Carl Wilson passed away in 1998, and that fall, the first Carl Wilson Foundation charity event took place in California. I wanted badly to go, but as I was only 15 when it was announced, it wasn’t really feasible. However, the next year, they announced there would be another event, a walk, in October 1999. Somehow, I decided, I was gonna be there.
In the words of Lindsey Buckingham, I never change, I never will.
The biggest issue, I reasoned, was that I couldn’t yet drive. (This was the biggest issue. Not the flight from one side of the continent to the other. That part was just fine apparently!) I asked my dad if I worked all summer and saved enough money to pay for the whole trip for both of us, if he would come with me, as this was the only way I could make it work. He said yes, only because as I later found out, he thought it would never happen. But he was a lifelong Beach Boys fan, and I figured he would wind up having just as much fun as me when we got there. When.

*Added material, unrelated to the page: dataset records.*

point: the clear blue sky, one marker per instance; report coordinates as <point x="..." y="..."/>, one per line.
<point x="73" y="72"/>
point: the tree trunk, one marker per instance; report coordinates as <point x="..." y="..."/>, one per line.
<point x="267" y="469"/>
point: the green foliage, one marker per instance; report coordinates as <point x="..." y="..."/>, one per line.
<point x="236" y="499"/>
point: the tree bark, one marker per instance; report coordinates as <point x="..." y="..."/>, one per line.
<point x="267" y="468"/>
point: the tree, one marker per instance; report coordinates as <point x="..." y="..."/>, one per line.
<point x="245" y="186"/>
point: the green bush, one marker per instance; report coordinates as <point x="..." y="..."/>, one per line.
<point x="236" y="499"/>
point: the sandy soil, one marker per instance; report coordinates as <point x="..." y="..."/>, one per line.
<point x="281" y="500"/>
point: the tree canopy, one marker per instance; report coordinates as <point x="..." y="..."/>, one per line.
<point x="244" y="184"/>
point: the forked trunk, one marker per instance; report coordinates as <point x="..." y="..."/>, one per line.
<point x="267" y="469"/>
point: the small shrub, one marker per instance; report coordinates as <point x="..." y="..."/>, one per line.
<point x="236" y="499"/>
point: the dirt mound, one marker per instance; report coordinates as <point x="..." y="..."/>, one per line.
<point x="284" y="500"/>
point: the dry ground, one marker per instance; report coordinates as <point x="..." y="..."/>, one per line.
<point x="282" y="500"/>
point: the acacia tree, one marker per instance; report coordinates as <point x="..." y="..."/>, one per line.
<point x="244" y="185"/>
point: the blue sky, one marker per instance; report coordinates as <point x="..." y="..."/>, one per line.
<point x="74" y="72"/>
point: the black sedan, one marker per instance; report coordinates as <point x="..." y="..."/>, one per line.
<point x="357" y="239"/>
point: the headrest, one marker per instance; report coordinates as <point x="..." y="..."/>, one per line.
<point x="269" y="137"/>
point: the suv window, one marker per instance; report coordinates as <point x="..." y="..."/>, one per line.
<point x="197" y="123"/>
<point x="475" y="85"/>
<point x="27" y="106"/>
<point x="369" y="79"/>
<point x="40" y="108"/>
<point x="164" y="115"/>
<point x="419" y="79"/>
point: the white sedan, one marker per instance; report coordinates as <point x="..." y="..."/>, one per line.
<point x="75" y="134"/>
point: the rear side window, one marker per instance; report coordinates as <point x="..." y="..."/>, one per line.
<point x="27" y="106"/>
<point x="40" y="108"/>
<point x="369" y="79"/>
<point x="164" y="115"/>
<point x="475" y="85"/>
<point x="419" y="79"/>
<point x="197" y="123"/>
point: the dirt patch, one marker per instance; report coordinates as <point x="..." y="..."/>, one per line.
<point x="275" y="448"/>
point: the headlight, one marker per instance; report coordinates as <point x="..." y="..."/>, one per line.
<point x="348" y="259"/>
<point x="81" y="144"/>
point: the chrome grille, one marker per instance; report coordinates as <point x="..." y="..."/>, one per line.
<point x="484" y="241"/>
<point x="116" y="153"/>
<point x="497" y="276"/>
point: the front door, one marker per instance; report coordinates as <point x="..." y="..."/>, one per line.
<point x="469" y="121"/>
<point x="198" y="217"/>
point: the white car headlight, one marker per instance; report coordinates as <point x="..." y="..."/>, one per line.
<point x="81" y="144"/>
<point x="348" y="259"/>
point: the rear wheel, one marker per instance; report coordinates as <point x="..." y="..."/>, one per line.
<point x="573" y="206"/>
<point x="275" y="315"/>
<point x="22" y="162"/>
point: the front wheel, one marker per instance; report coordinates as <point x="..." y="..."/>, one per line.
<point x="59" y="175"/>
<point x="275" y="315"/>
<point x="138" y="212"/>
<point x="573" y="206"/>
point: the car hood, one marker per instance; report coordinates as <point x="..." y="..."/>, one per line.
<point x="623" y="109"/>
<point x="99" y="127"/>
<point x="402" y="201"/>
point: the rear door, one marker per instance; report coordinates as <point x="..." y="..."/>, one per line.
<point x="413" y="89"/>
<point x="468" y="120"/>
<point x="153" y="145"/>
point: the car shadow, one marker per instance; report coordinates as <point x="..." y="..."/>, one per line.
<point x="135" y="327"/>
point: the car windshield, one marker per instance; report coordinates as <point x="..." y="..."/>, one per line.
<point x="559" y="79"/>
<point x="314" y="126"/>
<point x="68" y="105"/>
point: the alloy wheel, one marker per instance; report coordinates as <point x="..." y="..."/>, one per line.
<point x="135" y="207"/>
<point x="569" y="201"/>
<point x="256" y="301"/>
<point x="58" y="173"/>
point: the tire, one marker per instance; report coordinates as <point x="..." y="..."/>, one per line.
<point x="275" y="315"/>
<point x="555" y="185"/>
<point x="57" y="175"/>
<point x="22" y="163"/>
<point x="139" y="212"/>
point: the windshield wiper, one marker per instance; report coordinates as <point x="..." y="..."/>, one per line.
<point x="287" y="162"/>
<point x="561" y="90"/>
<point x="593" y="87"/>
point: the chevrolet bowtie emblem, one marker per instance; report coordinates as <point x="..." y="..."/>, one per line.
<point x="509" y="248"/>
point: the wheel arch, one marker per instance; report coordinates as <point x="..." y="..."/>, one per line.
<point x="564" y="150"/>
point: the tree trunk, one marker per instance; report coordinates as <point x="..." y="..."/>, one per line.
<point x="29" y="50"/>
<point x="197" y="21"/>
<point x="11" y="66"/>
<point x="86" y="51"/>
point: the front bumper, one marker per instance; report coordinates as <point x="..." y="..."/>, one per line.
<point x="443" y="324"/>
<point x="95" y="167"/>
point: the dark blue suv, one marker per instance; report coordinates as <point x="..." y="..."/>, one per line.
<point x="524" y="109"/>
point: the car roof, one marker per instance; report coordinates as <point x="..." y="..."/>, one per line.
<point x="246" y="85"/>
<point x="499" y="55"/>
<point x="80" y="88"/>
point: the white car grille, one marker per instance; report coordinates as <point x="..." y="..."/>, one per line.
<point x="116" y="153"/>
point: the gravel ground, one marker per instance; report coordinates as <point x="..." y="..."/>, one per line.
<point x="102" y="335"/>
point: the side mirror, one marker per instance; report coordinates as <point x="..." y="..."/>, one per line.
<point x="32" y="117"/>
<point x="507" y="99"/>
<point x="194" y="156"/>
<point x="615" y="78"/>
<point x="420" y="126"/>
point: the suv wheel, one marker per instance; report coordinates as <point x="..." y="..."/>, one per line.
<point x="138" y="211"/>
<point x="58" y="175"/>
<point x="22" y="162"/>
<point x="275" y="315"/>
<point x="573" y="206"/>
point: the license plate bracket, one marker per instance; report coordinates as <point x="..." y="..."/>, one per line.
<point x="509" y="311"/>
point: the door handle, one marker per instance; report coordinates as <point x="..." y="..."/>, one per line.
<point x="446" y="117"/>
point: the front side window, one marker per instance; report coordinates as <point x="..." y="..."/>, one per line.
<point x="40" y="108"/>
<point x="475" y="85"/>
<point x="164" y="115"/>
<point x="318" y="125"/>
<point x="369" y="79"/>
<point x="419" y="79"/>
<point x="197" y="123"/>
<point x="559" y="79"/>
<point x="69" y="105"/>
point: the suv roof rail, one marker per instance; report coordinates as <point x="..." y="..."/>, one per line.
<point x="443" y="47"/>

So I got a job at a huge theme park near my hometown, and proceed to work every. Single. Day. Seriously, I took only 2 days off that whole summer. I would work from 8am to midnight, come home, and do it all over again the next day.
Because you can, when you’re 16!
I saved just about every penny I made. I watched my bankbook balance accumulate. I don’t remember how I knew the cost of airline tickets, this being the early days of the internet (Lord I’m old!), but I remember I needed about $1100 by Labour Day to make it work.

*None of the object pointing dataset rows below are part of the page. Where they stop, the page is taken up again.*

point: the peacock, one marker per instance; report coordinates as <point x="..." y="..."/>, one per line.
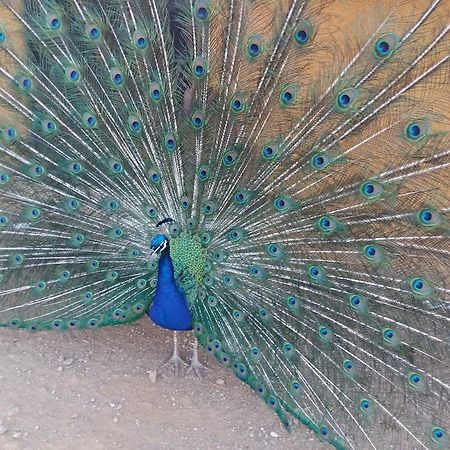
<point x="271" y="174"/>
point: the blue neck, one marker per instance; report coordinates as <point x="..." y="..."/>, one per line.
<point x="169" y="308"/>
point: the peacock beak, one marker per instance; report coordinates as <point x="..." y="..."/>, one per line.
<point x="155" y="250"/>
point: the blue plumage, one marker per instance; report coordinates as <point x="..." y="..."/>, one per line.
<point x="169" y="308"/>
<point x="299" y="170"/>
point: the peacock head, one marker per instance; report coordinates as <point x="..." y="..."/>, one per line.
<point x="159" y="243"/>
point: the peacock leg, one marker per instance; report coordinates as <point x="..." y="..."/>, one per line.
<point x="196" y="366"/>
<point x="174" y="363"/>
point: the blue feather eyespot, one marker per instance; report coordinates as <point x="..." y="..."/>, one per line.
<point x="48" y="126"/>
<point x="140" y="40"/>
<point x="241" y="370"/>
<point x="202" y="9"/>
<point x="9" y="135"/>
<point x="134" y="124"/>
<point x="150" y="211"/>
<point x="77" y="239"/>
<point x="3" y="221"/>
<point x="255" y="353"/>
<point x="40" y="286"/>
<point x="327" y="224"/>
<point x="237" y="103"/>
<point x="72" y="204"/>
<point x="230" y="281"/>
<point x="33" y="213"/>
<point x="155" y="91"/>
<point x="197" y="120"/>
<point x="320" y="161"/>
<point x="260" y="389"/>
<point x="199" y="67"/>
<point x="430" y="218"/>
<point x="87" y="297"/>
<point x="111" y="275"/>
<point x="439" y="436"/>
<point x="235" y="235"/>
<point x="4" y="178"/>
<point x="93" y="323"/>
<point x="208" y="207"/>
<point x="325" y="334"/>
<point x="89" y="120"/>
<point x="203" y="173"/>
<point x="288" y="95"/>
<point x="238" y="315"/>
<point x="117" y="77"/>
<point x="17" y="260"/>
<point x="111" y="205"/>
<point x="273" y="402"/>
<point x="73" y="74"/>
<point x="170" y="142"/>
<point x="154" y="176"/>
<point x="371" y="189"/>
<point x="303" y="33"/>
<point x="417" y="382"/>
<point x="264" y="314"/>
<point x="132" y="253"/>
<point x="205" y="238"/>
<point x="288" y="349"/>
<point x="74" y="167"/>
<point x="242" y="197"/>
<point x="357" y="303"/>
<point x="346" y="98"/>
<point x="275" y="251"/>
<point x="254" y="46"/>
<point x="417" y="130"/>
<point x="53" y="22"/>
<point x="185" y="202"/>
<point x="93" y="31"/>
<point x="292" y="303"/>
<point x="270" y="151"/>
<point x="36" y="171"/>
<point x="386" y="45"/>
<point x="373" y="253"/>
<point x="64" y="275"/>
<point x="24" y="83"/>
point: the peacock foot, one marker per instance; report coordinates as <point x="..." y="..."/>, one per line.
<point x="197" y="368"/>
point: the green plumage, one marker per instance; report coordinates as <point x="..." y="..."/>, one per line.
<point x="305" y="172"/>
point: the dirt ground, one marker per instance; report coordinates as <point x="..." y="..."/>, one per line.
<point x="94" y="390"/>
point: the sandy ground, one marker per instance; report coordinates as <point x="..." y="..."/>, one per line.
<point x="94" y="390"/>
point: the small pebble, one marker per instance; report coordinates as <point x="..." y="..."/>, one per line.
<point x="152" y="375"/>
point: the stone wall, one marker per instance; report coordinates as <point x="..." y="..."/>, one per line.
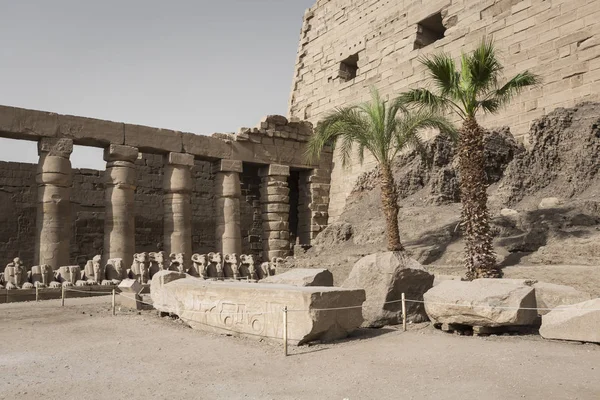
<point x="18" y="192"/>
<point x="380" y="39"/>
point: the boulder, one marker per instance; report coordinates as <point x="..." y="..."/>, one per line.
<point x="302" y="277"/>
<point x="483" y="302"/>
<point x="579" y="322"/>
<point x="549" y="295"/>
<point x="384" y="277"/>
<point x="255" y="310"/>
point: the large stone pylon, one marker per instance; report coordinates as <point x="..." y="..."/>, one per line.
<point x="53" y="221"/>
<point x="228" y="192"/>
<point x="177" y="187"/>
<point x="119" y="220"/>
<point x="275" y="203"/>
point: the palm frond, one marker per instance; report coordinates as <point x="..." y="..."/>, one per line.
<point x="410" y="126"/>
<point x="483" y="67"/>
<point x="442" y="70"/>
<point x="347" y="123"/>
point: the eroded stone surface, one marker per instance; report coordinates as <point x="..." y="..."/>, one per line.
<point x="302" y="277"/>
<point x="579" y="322"/>
<point x="483" y="302"/>
<point x="384" y="277"/>
<point x="255" y="310"/>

At the end of August, I found myself in my dad’s car, flying along the highway to the Toronto Airport to buy 2 tickets on an Air Canada flight to Los Angeles.
And on October 1, I found myself on a plane.
You have to understand, I didn’t grow up with money. I never went to Florida, or Disney, or New York or any of the other fancy places everyone I knew had been. I’d never been on a plane, never been more than about 3 1/2 hours from home, and certainly never left the country. This was pretty much the impossible dream.
I was terrified of takeoff. I still am. I remember gripping the armrests (or possibly an armrest and my dad’s arm) and closing my eyes as we left the ground, then opening them, then closing them again. “I can’t look I can’t look! That’s so cool!!!!! But I can’t look I can’t look!!!”
Chicago was the first American city I ever saw. It came out of nowhere, emerging from the clouds over Lake Michigan, skyscrapers looming so tall I was scared they would touch the plane. We flew over farms, deserts, and the Rocky Mountains.
That may or may not be the Rockies. Either way, those remain some of the biggest mountains I’ve ever seen!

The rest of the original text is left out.